EL JARDÍN DE LAS DELICIAS (Cuento)

DESDE ANTES DE LA ORILLA, detrás de las chozas que años atrás eran concurridas por los veraneantes al balneario, lo vi. Asmat se encontraba tirado al borde de la orilla como muerto putrefacto que el mar vomita después de varios días y después de varias noches de rescate. Mojado y husmeado por un perro atónito que no supo diferenciar si estaba vivo o muerto, pues no le ladró, seguía tirado en la húmeda arena.  El animalito siguió su camino meneando la cola, no sin antes alzar la patita trasera y huir como niño que comete una travesura cuando va por las calles tocando de puerta en puerta. Volteó a mirarlo, pero seguía en la arena.  Parecía que le divertía, al juguetón can, hacer esto con la mayoría de borrachos que encontraba por su camino. “Total; una gota más, una gota menos” seguro pensaría el animalito. Y total, era un día feliz y despreocupado para él.

Al igual que aquel perro, las pisadas de este y de las personas que acudían a las playas después de Año Nuevo para bañarse, encontrar dinero o cualquier cosa de valor; fueron borradas por la salada agua del mar. Doce horas antes se encontraba festejando junto con sus amigos en una carpa que estaba acondicionada para una fiesta romana: frazadas, música, latas de atún, galletas, frutas, agua, cervezas y vino. Todos habían llevado algo para el bacanal de aquella noche. Él, por supuesto, había traído el vino: su bebida favorita, desde Almagro Uno Dos Tres; el lugar a donde muchas veces le acompañé a comprar varios litros y el cual luciría, de seguro, por ser su cliente fiel, un listón negro en su puerta. Muy pocos saldrían vivos después de tremendo desmadre y parece que él se quedó encerrado.

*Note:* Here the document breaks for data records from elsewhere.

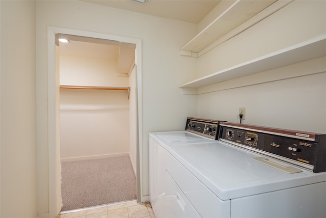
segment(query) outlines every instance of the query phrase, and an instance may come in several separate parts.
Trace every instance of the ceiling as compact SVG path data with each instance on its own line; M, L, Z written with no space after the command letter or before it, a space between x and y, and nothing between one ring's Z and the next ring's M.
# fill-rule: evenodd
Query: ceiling
M221 2L221 0L147 0L143 4L130 0L79 1L195 24Z

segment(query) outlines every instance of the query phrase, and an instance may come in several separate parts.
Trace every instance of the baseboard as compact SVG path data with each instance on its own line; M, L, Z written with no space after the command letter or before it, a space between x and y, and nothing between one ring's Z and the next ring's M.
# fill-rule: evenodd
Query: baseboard
M142 202L147 202L147 201L149 201L149 196L147 195L146 196L142 197L142 199L141 200Z
M129 153L119 153L117 154L104 154L101 155L87 156L84 157L70 157L67 158L61 158L61 162L75 161L77 160L86 160L94 159L107 158L108 157L122 157L129 156Z
M130 162L131 162L131 167L132 167L132 170L133 170L133 173L134 174L134 177L137 178L137 168L136 168L136 166L134 164L133 159L132 159L130 154L129 154L129 158L130 159Z
M49 218L49 214L48 212L39 214L36 218Z

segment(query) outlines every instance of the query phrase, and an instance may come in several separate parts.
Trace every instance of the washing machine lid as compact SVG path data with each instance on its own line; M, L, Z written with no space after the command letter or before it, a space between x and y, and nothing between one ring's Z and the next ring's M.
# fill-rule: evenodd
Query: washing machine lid
M168 144L182 144L186 143L197 143L211 142L211 139L207 138L187 131L154 132L151 133L159 140L162 140Z
M262 156L260 154L221 142L166 148L223 200L326 181L326 173L302 169L301 173L287 173L252 159Z

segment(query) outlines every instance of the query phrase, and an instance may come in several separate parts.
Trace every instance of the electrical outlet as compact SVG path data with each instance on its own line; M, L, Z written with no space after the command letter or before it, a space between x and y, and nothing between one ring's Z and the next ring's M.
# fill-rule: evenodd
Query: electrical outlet
M246 119L246 107L239 107L239 114L242 114L242 120L244 120Z

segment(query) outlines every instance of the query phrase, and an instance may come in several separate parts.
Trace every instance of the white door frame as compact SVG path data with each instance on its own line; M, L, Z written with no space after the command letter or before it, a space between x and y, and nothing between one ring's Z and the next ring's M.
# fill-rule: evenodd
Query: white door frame
M137 145L137 201L143 201L142 185L142 40L99 33L48 26L47 28L48 145L49 173L49 215L56 216L61 208L60 150L60 84L59 70L56 70L56 34L63 34L118 41L136 45L138 141Z

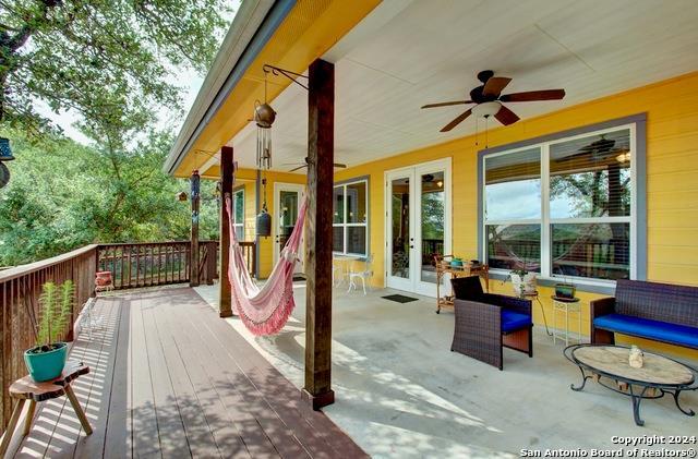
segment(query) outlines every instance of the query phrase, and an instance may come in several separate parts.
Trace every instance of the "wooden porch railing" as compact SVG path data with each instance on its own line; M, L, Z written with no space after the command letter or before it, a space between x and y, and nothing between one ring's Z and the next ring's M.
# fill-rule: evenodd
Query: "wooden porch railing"
M41 286L49 280L61 283L70 279L75 283L76 301L73 321L68 330L68 338L72 339L74 318L95 291L96 258L97 245L87 245L52 258L0 271L0 431L4 431L12 414L12 399L8 388L12 382L26 374L23 354L36 343L33 317L38 317Z
M255 243L240 245L254 276ZM97 250L97 269L111 271L117 290L189 282L191 263L189 241L100 244ZM218 241L200 242L197 266L200 283L212 285L218 279Z
M218 242L200 243L197 263L201 283L218 278ZM255 243L241 242L248 269L256 270ZM52 280L73 280L76 299L68 338L82 305L95 294L96 270L109 270L116 289L189 282L191 264L189 241L125 244L94 244L75 251L14 268L0 270L0 433L12 414L8 388L26 374L24 351L35 346L35 324L41 286Z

“Salió muy contento hacia una fogata en la playa”—fue lo que me dijo su primo cuando regresé a su casa pensando de que estaría allí. Solo le pregunté a él porque no quería preocupar a nadie más de su familia.

“Me parece haberlo visto—me dijo uno de sus vecinos; eso me daba esperanza de poder encontrarlo— pero ayer”. Eso me las mataba. No quería pensar algo calamitoso hasta estar seguro que, lo que diría, fuese cierto.

“Creo que salió con una chica a hacer lo que tú ya sabes—me dijo una de las personas que lograron sobrevivir— y de ahí no recuerdo más”. En efecto, yo estaba seguro de lo que me contaba y también muy seguro de que no se acordaba de nada más.  Porque por más que yo trataba de acordarme no podía, empuñaba mi cerebro para recordar más de la última vez que lo vi y no podía, era en vano preguntarle al recuerdo de la persona que era yo antes de las doce. Al igual que las pisadas del perro, de la gente que acudían a las playas, de los amigos que estaban festejando juntos con él en una carpa acondicionada para una fiesta romana: No se encontraban rastros. Solo yo me encontraba ante el cuerpo de mi amigo contemplándolo a lo lejos.  Yo también quería ser como las pisadas del perro, como las personas que van a las playas, como los amigos que estaban festejando, para que el mar borre los recuerdos de aquel fatídico Año Nuevo.

A mi amigo Asmat, el bukowskiano de las Delicias, ahora Fante.